Friday, March 10, 2006

Quotes I Have Liked

Hallmark card portion of the program. Sometimes things I have read stick with me. Go figure. I guess it has to happen sometimes. Skip this post if it's all too deep and shit for you.

We are the same people, only futher from home.
--Lawrence Ferlinghetti

Stop leaving and you will arrive. Stop searching and you will see. Stop running away and you will be found. --Lao Tzu

I thought that in New York, the charming eccentricity of someone in his twenties can become a grotesque deformity when he enters his fifties, since this is a city where no one conforms to a general, civilized code of behavior... --Edmund White

(Banville) conveys the narrator's anguish, as he comes to an understanding that 'we are defined and have our being through others;' and must realign ourselves when those closest to us disappear
--from some book review in the New Yorker

Sunday, March 05, 2006


I really don't know where I've been, but how have I never read anything by Edmund White?? Currently whipping through "The Farewell Symphony", which is more or less his memoir of gay life from the 60s to the 90s. White fucked his way through these years with a few thousand partners, while struggling to be recognized as a writer. Taking place alternately in New York, Rome and Paris, this book serves as an elegy to the exuberant and joyous gay world that was destroyed by the onset of AIDS. His turns of phrase are gorgeous, the images fresh, and his prose simply slays me. I haven't read anything in awhile that excited me as much as his writing does. And not just because of the super-graphic sex scences.

Back to Montreal on Monday night for a few days. I am determined this time to actually see something of this city besides the inside of a printing plant, and the crappy restaurants in Boucherville (i.e. the suburb where the plant is located 20 minutes outside of the city). I keep reading about Montreal and hearing nothing but fabulous things. This month's Gourmet magazine is devoted entirely to the city, and got me all worked up about experiencing it properly. Thus, me staying an extra day in a schmancy hotel with a fireplace en suite in Vieux Montreal... Me and Montreal: we have a crush on each other, but we don't know each other that well. My elusive lover and I are gonna get busy this time around.
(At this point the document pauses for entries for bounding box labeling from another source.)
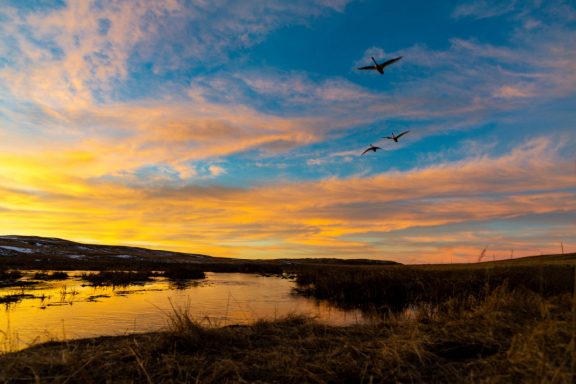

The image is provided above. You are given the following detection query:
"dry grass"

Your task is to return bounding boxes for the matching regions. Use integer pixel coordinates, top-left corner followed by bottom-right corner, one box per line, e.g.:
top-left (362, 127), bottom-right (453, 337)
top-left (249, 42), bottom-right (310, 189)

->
top-left (0, 287), bottom-right (576, 383)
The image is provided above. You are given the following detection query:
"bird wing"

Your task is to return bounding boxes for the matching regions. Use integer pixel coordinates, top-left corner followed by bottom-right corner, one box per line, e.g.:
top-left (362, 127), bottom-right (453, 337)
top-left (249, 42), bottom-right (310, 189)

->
top-left (356, 65), bottom-right (376, 69)
top-left (380, 56), bottom-right (402, 68)
top-left (396, 131), bottom-right (410, 139)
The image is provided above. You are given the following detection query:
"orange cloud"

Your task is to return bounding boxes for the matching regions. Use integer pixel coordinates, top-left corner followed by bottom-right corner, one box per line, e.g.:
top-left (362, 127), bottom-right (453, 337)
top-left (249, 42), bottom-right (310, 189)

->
top-left (0, 138), bottom-right (576, 262)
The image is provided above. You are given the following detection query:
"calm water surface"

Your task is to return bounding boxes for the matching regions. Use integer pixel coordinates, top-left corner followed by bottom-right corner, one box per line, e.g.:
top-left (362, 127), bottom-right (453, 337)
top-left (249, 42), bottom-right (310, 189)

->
top-left (0, 271), bottom-right (364, 351)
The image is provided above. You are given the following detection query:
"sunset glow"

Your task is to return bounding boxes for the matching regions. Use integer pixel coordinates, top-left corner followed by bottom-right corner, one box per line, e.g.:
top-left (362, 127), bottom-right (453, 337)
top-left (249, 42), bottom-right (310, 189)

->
top-left (0, 0), bottom-right (576, 263)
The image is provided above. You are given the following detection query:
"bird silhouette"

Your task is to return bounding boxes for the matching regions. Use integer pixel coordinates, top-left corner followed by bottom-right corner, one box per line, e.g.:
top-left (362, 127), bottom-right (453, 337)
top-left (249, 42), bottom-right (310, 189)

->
top-left (382, 131), bottom-right (410, 142)
top-left (360, 144), bottom-right (382, 156)
top-left (356, 56), bottom-right (402, 75)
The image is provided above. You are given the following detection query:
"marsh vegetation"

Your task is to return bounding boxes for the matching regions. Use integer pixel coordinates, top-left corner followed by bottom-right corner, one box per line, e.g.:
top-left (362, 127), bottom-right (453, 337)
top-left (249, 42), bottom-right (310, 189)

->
top-left (0, 255), bottom-right (576, 383)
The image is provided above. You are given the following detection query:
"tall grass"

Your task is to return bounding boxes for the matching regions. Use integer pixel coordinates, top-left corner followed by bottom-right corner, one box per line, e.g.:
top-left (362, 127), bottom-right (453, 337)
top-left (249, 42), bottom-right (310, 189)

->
top-left (0, 287), bottom-right (574, 383)
top-left (296, 265), bottom-right (574, 313)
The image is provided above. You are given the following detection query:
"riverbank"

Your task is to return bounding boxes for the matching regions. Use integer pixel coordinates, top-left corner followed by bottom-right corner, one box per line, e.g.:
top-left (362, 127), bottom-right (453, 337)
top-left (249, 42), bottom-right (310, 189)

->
top-left (0, 287), bottom-right (576, 383)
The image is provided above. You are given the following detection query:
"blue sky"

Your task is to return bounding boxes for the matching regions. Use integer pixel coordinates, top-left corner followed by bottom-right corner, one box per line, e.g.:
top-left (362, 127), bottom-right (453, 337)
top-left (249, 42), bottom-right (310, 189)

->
top-left (0, 0), bottom-right (576, 262)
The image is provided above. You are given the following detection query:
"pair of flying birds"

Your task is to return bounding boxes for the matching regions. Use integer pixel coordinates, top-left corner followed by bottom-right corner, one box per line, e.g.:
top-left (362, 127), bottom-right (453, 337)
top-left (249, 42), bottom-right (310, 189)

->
top-left (357, 56), bottom-right (410, 155)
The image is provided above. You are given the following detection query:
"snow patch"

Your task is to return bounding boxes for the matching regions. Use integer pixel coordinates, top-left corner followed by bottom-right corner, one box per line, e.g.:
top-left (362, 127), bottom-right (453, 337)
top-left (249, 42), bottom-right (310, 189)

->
top-left (113, 255), bottom-right (134, 259)
top-left (0, 245), bottom-right (34, 253)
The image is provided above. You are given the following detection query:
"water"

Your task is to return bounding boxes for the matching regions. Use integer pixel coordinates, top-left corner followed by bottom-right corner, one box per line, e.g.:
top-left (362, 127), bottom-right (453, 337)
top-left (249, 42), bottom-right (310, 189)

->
top-left (0, 271), bottom-right (364, 351)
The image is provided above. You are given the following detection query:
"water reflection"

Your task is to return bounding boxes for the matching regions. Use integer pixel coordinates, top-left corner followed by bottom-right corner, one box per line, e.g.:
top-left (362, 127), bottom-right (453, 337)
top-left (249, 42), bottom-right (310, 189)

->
top-left (0, 271), bottom-right (364, 351)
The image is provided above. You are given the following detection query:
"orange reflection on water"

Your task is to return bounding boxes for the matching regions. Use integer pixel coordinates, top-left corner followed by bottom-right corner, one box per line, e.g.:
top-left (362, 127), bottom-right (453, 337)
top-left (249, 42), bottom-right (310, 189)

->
top-left (0, 273), bottom-right (364, 351)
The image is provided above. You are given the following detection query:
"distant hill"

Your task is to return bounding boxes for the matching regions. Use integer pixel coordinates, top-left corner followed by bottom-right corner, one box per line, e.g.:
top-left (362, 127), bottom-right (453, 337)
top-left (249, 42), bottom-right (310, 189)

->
top-left (0, 236), bottom-right (219, 264)
top-left (0, 235), bottom-right (398, 269)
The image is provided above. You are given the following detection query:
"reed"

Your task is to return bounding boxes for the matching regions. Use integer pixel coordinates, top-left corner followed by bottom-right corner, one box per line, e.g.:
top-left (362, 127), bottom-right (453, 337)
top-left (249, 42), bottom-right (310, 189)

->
top-left (81, 271), bottom-right (152, 286)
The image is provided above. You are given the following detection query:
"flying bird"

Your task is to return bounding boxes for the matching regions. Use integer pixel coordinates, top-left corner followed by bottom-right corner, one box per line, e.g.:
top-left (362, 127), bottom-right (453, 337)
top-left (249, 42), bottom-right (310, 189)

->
top-left (382, 131), bottom-right (410, 142)
top-left (357, 56), bottom-right (402, 75)
top-left (360, 144), bottom-right (382, 156)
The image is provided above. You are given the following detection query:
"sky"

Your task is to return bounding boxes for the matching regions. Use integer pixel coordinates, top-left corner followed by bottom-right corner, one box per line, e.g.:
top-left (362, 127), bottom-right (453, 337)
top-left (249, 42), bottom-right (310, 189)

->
top-left (0, 0), bottom-right (576, 263)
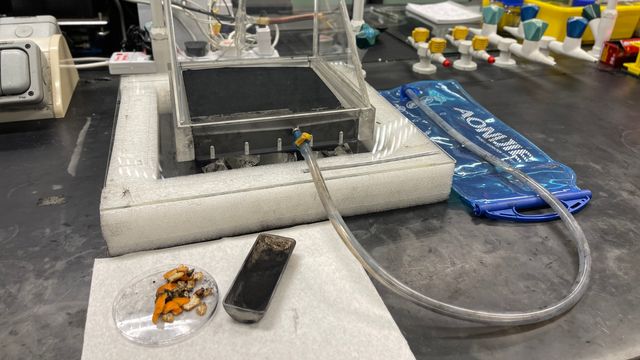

I went on an internet date with my friend last night as a last-minute escort. It was her first time meeting someone from the online, and while she was fine going alone, I happened to tag along at the last minute for the hell of it. He seemed like a very nice, pretty hot boy. I had to keep my mouth shut because I was trying not to ask too many questions of him -- after all, it was her damn date! Anyway, it was a success and they will be going out again (sans the escort service.) I've done the internet dating on and off for a few years, where I try it for a while, get horribly annoyed/disappointed/indifferent, get off line for a few months to just "live my life" and meet someone "normally", then realize that since I don't hang in bars so much any more and am older that it's harder to meet someone, get back online, etc. etc. repeat cycle indefinitely...Frankly, it's a lot of energy and work to meet someone, and I want it to be easier. Fat frickin' chance. The internet dating makes sense to me intellectually, and I know that it has worked for plenty of friends, but in practice I find it a real pain in the ass. Ah well. Of course, I have plans for a date with another new one sometime next week....

Big excitement over here on Calyer St, as The Haas makes her way back to residency on this block, specifically on the 4th floor of my building starting April 1. Am very excited to have her as a fully moved-in upstairs neighbor, instead of just as the de facto mayor of Franklin Street, and the offical cat/house sitter for Apt 1L, (plus the rest of Greenpoint.)

Could Dolly Parton be more genius? Probably not. And for that matter, how about Ray Charles' Genius + Soul = Jazz album? Dug this gem out of the vinyl yesterday, after not hearing it for a few years. Damn. Brother Ray will always be THE Genius.